Apparently it is open season on rowdy fans. Yet what qualifies as rowdy? The miscreant removed under Thomas’s demands at the Honda Classic on Sunday had told the world No 3, “I want you to hit it in the water” and, when he failed to, beseeched the small white round thing to locate sand.

The week before Rory McIlroy had slated unruly galleries who plague Tiger Woods. “They shout things like, ‘The putt breaks more than you think’,” McIlroy explained. Not exactly the New Den, is it?

Of course, golf is not football and the officials should be wary to ensure the crowds remain on the gentlemanly side of leery. Yet, as tournaments try to reach a wider audience by dangling incentives which tend to make hoards of youngsters come over all anti-social (ie, opening the bars at 7am), they should step back from their endlessly ringing tills and think what it is they want.

They cannot have some bespoke deal where they get all the benefits of a huge audience quaffing Margaritas at $10 for two – and then expect them to behave like extras off Downton Abbey.

Let us be clear, this is solely an American problem. In the aftermath of the Thomas incident, the Golf Channel warned “European fans at this year’s Ryder Cup in Paris might take note of the apparent impact the gallery can have on Thomas”.

That is laughable.
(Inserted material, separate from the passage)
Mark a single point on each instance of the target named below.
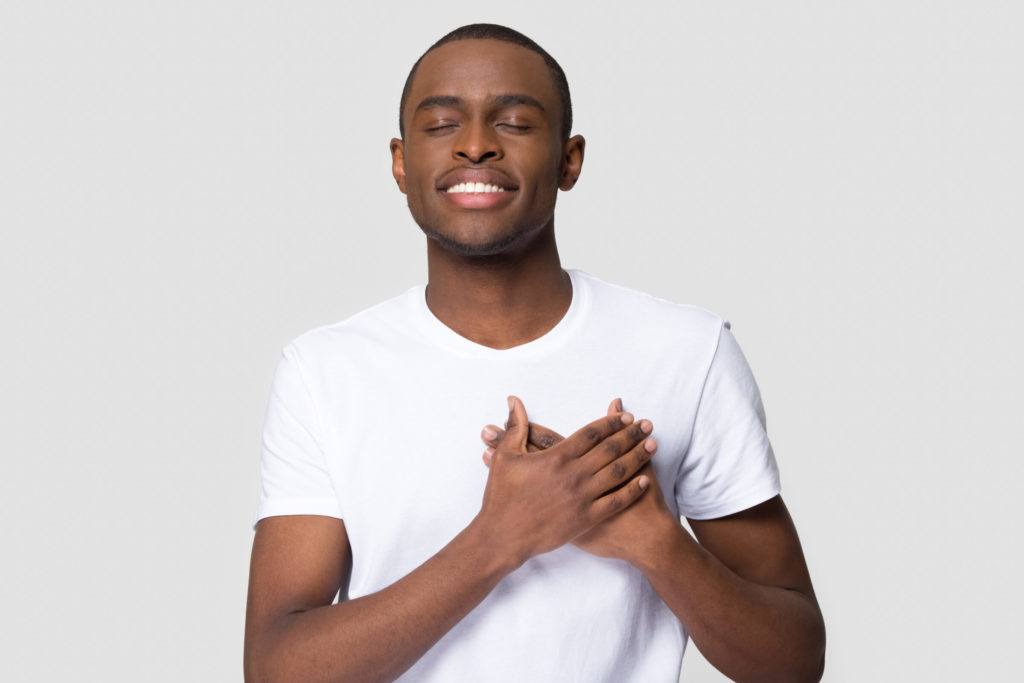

While there might have been a few choice comments at Valderrama in 1997, the only abusive baiting since then has been on US soil by US support. Even at the 2010 tussle at Celtic Manor, the home crowd resisted targeting Tiger Woods, who was in the midst of his infidelity scandal.

Consider that: not one heckle was recorded, in jest or otherwise. That is taking respectful restraint to its limit.

And as far as the French go, can you imagine them resorting to loud-mouthed ridicule or even bellowing the golf gallery’s favourite absurdity, “mashed potato!”? True, some wag may holler “puree de pommes de terre!”, but it would be funny.

And there is the point. Because the American taunts are very rarely humorous; they are simply annoying. Yet that is no reason to fling the buffoons out on their ears, after they have been encouraged to pay hundreds on tickets, burgers and hooch.

So what if some idiot wished ill on Thomas’s game in Florida last Sunday? He did not do so when he was in mid-swing, did not use any flagrant language. Thomas was on his way to a £1 million payday, which he celebrated with a very audible “f---, yeah”. Suck it up.

Good on Thomas, he has since said sorry for being so precious, but golf might ask why it is up to the pros to deem who gets to leave prematurely. It should not be their decision, and the fact it is makes them look like divas who must not be upset. Alas, some of their number are just that.

Thomas is actually one of the good guys, but a few days earlier he whacked a ball into the throng without shouting “fore” and left a man bleeding profusely. No punishment for the pro and a signed glove for the victim.

Even the penitent Thomas agreed it did not seem a fair deal. But that is being a golf fan for you. Mouth shut, wallets open, be thankful for what you receive.